Typed interface to call the Google Cloud Speech-to-Text gRPC API and transcribe audio into text.
Google Cloud Speech-to-Text converts audio into text using Google's speech-recognition models. The gRPC API is exposed through the google.cloud.speech.v1.Speech service, reached at speech.googleapis.com:443 over TLS, and the main method is Recognize for synchronous recognition.
Requests are built with TsgcGRPCSpeechRecognizeRequest, where Config sets Encoding, SampleRateHertz, LanguageCode and EnableAutomaticPunctuation, and Audio.Uri points to the audio. The reply is returned in TsgcGRPCSpeechRecognizeResponse, whose Results contain Alternatives with Transcript and Confidence.

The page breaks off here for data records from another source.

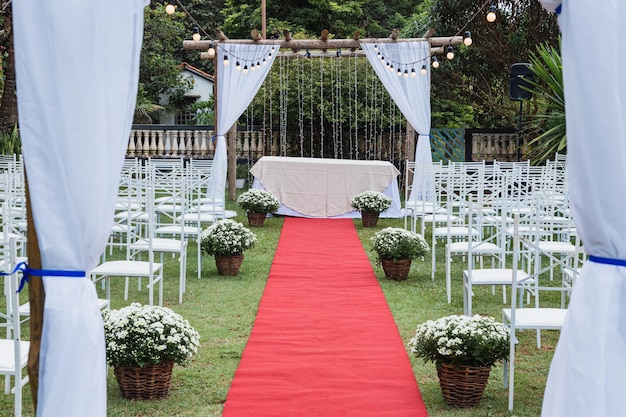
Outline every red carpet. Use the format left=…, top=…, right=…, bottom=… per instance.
left=223, top=217, right=427, bottom=417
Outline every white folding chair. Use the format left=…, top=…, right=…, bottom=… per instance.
left=89, top=188, right=163, bottom=306
left=0, top=238, right=30, bottom=417
left=502, top=214, right=582, bottom=410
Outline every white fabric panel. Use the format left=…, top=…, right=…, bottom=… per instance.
left=13, top=0, right=148, bottom=417
left=361, top=42, right=432, bottom=201
left=211, top=43, right=279, bottom=194
left=542, top=0, right=626, bottom=417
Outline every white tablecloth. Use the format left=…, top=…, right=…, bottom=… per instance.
left=250, top=156, right=402, bottom=218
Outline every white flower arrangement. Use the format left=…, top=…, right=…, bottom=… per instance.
left=102, top=303, right=200, bottom=367
left=200, top=219, right=257, bottom=256
left=408, top=314, right=509, bottom=366
left=350, top=191, right=392, bottom=213
left=371, top=227, right=430, bottom=260
left=237, top=188, right=280, bottom=213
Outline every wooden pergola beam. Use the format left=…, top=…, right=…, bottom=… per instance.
left=183, top=32, right=463, bottom=51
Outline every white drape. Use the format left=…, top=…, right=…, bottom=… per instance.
left=361, top=42, right=432, bottom=201
left=12, top=0, right=148, bottom=417
left=542, top=0, right=626, bottom=417
left=211, top=43, right=279, bottom=198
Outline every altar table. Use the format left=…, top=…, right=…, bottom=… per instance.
left=250, top=156, right=402, bottom=217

The example below authenticates with a service-account JWT, wires a TsgcGRPCClient over a TsgcHTTP2Client to the Speech host, sets the authorization Bearer metadata and calls Recognize on a LINEAR16 16000 Hz en-US audio stored at a gs:// URI:
oHTTP2 := TsgcHTTP2Client.Create(nil);
oHTTP2.Host := 'speech.googleapis.com';
oHTTP2.Port := 443;
oHTTP2.TLS := True;
oGRPC := TsgcGRPCClient.Create(nil);
oGRPC.Client := oHTTP2;
// service-account JWT authentication
oGRPC.GoogleCloudOptions.JWT.KeyFile := 'service-account.json';
oGRPC.GoogleCloudOptions.JWT.API_Endpoint := 'https://speech.googleapis.com/';
oGRPC.DefaultMetadata.AddValue('authorization', 'Bearer ' + oGRPC.GoogleCloudOptions.JWT.Token);
// build the typed request and call the method
oRequest := TsgcGRPCSpeechRecognizeRequest.Create;
try
oRequest.Config.Encoding := 'LINEAR16';
oRequest.Config.SampleRateHertz := 16000;
oRequest.Config.LanguageCode := 'en-US';
oRequest.Config.EnableAutomaticPunctuation := True;
oRequest.Audio.Uri := 'gs://my-bucket/audio.wav';
oResponse := oGRPC.Call('google.cloud.speech.v1.Speech', 'Recognize', oRequest.ToBytes);
ShowMessage(oResponse.DataString);
finally
oRequest.Free;
end;
| Name | Description |
|---|---|
| Recognize | Performs synchronous speech recognition: sends the audio config and audio data, and returns the transcribed text with confidence scores. |
A working sample is available in the demo folder Demos/21.GRPC/11.Speech_to_Text, which shows how to authenticate and transcribe an audio file with the Recognize method.